Web app that maps nearby shelters and resources for unhoused residents.

Screenshot of the Nurture shelter locator interface
March 20, 2021
ReactLeaflet.jsFlaskPythonFirebaseBootstrap

Summary

Nurture aggregates real-time shelter availability, services offered, and intake requirements so people experiencing homelessness can quickly filter to a program that fits their needs. The React/Leaflet front end exposes those data points on an interactive map while the backend keeps the dataset refreshed through a volunteer/staff submission portal.

Highlights

  • Designed a Flask API backed by Firebase Realtime Database so shelters can push live capacity data and have it normalize into a consistent schema.
  • Built a Leaflet-powered React interface that clusters markers, color codes services (beds, meals, medical, etc.), and exposes popovers with directions and intake notes.
  • Created intake/auth flows that let trusted staff update locations from the field, complete with JSON schema validation to keep the map data clean.
  • Authored Bootstrap-based responsive layouts that keep the experience accessible on phones, tablets, and kiosk screens inside partner shelters.

Outcome

Won the 3rd Place Team Prize at CodeFest 2021 for delivering a practical navigation tool for social service organizations.

Inspiration

While volunteering at local shelters we saw unused capacity simply because visitors could not find the right program.
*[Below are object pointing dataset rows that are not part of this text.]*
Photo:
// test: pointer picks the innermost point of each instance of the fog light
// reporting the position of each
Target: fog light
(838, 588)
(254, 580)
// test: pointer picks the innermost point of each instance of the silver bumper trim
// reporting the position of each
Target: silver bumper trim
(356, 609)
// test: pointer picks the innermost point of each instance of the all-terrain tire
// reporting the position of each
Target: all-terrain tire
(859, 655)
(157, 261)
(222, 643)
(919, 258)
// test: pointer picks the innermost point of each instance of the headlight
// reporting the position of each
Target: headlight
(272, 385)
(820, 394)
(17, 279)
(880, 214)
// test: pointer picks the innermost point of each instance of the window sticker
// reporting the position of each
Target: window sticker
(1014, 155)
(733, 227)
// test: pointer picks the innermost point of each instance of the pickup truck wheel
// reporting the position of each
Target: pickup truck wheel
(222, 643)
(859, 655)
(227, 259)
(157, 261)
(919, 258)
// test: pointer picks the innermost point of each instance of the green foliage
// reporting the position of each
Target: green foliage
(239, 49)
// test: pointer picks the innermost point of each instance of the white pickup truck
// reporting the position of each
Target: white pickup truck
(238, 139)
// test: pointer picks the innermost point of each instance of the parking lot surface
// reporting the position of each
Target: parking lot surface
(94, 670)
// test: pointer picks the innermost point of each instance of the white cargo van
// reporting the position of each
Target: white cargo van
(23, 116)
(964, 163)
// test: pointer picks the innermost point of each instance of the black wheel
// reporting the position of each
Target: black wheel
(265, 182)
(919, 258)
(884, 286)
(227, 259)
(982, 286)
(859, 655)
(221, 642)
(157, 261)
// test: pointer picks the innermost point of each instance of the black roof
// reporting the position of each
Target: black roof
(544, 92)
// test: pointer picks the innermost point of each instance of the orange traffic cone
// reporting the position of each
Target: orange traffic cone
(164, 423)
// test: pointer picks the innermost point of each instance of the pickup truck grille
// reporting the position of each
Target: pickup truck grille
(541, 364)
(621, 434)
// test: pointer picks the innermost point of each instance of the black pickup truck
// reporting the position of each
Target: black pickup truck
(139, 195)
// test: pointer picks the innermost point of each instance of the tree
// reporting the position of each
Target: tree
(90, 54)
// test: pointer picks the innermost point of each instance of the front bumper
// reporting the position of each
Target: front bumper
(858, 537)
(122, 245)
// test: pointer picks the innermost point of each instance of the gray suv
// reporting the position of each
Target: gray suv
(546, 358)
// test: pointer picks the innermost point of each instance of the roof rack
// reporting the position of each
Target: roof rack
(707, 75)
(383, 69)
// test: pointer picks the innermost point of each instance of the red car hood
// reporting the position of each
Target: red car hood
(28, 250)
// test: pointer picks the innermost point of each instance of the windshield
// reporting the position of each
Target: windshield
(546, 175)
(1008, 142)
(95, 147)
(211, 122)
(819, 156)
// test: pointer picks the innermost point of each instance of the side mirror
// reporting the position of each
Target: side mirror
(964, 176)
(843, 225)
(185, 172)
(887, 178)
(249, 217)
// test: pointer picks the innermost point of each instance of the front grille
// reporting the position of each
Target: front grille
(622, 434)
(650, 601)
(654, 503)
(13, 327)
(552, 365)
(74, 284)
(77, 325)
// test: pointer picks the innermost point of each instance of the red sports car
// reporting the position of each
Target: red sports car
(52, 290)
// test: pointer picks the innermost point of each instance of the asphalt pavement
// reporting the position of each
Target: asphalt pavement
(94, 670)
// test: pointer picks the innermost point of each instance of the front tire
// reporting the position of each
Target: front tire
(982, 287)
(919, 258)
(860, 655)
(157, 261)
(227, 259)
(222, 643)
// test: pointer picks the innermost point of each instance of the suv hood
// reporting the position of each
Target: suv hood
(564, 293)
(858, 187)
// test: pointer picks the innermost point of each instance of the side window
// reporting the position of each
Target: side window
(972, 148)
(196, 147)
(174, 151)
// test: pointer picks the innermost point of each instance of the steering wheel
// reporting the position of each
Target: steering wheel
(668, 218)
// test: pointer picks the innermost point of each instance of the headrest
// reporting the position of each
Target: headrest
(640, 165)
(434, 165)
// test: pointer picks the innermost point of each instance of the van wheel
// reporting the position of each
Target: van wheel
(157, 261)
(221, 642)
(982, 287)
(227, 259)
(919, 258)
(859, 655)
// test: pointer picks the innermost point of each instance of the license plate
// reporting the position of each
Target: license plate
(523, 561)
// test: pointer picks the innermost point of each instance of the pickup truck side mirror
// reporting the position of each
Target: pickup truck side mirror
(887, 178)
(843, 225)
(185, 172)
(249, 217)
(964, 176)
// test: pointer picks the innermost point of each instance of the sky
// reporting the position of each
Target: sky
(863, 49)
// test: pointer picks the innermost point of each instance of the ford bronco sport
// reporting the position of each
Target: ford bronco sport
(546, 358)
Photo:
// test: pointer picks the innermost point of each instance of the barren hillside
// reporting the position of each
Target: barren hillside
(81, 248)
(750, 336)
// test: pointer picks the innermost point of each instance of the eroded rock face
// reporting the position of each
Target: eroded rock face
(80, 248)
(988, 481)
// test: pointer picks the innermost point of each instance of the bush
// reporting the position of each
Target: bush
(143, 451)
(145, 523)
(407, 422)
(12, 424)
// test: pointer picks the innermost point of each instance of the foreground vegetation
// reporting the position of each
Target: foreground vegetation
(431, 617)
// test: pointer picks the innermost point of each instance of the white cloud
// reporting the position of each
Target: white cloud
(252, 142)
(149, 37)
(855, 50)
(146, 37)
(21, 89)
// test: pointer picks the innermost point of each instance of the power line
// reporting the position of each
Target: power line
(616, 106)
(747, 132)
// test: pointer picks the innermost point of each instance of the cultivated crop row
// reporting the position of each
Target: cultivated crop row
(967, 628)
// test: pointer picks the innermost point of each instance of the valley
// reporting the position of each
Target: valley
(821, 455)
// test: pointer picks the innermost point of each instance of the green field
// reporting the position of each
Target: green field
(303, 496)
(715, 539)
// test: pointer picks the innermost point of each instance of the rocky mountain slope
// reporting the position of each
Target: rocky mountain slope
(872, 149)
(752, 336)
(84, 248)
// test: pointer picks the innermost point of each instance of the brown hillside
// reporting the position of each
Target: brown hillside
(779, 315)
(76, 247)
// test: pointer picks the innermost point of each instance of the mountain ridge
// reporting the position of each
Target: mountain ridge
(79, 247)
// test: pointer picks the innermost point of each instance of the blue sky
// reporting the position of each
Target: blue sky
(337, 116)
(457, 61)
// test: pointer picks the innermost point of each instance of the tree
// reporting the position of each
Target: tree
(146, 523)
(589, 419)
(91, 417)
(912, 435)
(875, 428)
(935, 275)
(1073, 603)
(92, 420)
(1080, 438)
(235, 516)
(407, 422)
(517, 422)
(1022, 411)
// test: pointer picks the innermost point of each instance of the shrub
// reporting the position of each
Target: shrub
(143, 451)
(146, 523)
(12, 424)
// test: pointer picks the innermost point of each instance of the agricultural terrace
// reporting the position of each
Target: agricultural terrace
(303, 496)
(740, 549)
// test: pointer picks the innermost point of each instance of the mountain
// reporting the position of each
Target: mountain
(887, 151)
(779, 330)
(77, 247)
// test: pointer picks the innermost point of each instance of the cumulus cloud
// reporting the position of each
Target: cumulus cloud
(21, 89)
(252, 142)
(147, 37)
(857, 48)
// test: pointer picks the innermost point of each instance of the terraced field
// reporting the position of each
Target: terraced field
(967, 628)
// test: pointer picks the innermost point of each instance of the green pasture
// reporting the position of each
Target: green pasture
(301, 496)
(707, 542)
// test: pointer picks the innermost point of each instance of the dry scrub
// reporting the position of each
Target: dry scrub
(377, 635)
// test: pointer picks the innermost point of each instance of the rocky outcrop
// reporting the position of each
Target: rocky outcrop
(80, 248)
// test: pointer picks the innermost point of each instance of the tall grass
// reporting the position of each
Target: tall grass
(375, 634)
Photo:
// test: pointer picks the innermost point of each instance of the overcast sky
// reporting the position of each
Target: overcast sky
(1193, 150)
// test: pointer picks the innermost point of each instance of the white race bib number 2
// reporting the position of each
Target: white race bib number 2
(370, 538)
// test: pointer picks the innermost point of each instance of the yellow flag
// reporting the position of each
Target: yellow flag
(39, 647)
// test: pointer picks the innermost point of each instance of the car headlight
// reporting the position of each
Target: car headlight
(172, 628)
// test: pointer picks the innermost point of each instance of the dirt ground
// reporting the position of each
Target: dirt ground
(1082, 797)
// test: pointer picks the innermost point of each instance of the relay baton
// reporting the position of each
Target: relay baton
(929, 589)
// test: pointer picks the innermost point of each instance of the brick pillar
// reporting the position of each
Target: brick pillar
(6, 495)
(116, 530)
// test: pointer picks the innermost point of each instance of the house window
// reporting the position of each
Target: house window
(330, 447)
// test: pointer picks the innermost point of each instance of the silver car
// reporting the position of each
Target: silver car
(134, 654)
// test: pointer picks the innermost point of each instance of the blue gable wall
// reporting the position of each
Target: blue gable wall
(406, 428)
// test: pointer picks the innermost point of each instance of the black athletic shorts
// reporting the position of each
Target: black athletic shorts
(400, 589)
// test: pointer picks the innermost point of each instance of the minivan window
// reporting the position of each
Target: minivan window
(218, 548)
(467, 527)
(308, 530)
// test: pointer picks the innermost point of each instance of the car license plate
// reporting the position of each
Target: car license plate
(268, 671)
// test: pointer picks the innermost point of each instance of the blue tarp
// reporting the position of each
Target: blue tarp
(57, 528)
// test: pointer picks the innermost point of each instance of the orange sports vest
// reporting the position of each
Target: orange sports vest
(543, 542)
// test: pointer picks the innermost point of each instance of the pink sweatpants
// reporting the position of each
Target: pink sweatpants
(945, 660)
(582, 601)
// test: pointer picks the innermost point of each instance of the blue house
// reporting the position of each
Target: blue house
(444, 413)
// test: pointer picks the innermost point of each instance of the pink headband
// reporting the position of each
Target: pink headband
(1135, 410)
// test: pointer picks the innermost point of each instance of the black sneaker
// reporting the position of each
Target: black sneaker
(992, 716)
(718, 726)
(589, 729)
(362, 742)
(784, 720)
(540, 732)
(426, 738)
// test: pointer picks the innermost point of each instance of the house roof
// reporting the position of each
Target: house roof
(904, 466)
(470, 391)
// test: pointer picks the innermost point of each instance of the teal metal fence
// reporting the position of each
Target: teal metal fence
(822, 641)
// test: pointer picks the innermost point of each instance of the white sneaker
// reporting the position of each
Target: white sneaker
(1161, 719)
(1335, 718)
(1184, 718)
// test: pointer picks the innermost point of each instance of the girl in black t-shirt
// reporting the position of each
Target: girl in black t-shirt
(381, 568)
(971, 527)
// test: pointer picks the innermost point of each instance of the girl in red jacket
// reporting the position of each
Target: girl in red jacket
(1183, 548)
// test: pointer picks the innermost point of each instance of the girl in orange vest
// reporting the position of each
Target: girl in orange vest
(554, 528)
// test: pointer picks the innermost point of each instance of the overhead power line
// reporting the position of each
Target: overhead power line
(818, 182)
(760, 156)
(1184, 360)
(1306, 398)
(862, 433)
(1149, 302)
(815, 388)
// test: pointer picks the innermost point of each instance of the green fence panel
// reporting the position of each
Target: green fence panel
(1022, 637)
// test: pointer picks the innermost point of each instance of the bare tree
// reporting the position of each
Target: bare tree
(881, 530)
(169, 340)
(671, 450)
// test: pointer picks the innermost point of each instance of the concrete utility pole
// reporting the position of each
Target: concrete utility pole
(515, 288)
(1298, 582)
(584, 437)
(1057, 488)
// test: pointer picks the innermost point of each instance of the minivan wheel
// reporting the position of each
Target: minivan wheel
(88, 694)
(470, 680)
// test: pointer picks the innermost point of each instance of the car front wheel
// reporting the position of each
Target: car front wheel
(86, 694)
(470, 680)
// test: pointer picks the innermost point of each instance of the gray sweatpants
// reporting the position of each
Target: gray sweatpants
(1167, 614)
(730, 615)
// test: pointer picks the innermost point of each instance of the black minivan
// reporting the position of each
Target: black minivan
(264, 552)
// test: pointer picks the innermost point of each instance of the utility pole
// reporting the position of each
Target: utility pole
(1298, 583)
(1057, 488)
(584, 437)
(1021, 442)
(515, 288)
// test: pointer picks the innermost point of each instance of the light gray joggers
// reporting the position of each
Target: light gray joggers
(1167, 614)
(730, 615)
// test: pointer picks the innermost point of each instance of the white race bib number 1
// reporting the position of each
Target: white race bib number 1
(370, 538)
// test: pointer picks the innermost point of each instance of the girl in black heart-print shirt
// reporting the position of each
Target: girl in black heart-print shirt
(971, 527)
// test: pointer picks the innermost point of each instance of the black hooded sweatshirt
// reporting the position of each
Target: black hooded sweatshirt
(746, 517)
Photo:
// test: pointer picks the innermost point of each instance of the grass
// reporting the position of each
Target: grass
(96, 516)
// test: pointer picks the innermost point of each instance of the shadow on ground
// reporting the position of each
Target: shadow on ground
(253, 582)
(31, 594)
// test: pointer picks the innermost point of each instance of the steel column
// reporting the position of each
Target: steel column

That insight drove us to design a network that exposes what each shelter can truly deliver and gets people routed there fast.

What it does

Nurture acts as a concierge for the unhoused community. A visitor quickly filters for the services they need—beds for families, medical referrals, meal programs—and the map highlights matching shelters along with contact info, hours, and intake notes. Staff get a lightweight admin view to update supply counts and mark when specialty resources are exhausted.

Implementation

The backend is a Flask API that wraps Firebase Realtime Database, giving us live stream updates and built-in auth for contributors. On the frontend, React coordinates Leaflet.js map layers, geolocation, and Bootstrap UI. Each data update triggers a real-time subscription so a client can watch availability shift without refreshing. We also built a structured JSON schema and CSV import helper so volunteers can batch ingest service directories maintained by local governments.

Challenges

Getting every shelter to conform to the same data structure was harder than expected. Intake notes varied wildly, so we wrote transformation helpers and moderation tools to keep fields consistent. Another hurdle was encoding capacity into something actionable—beds, meal slots, and family housing all needed their own thresholds.

What’s next

We want to ship a distance-to-shelter recommendation, integrate SMS for people without smartphones, and add tighter authentication so shelters can delegate updates to on-shift managers without exposing the full database. Those roadmap items came straight from conversations on the Devpost thread and are still on our to-do list.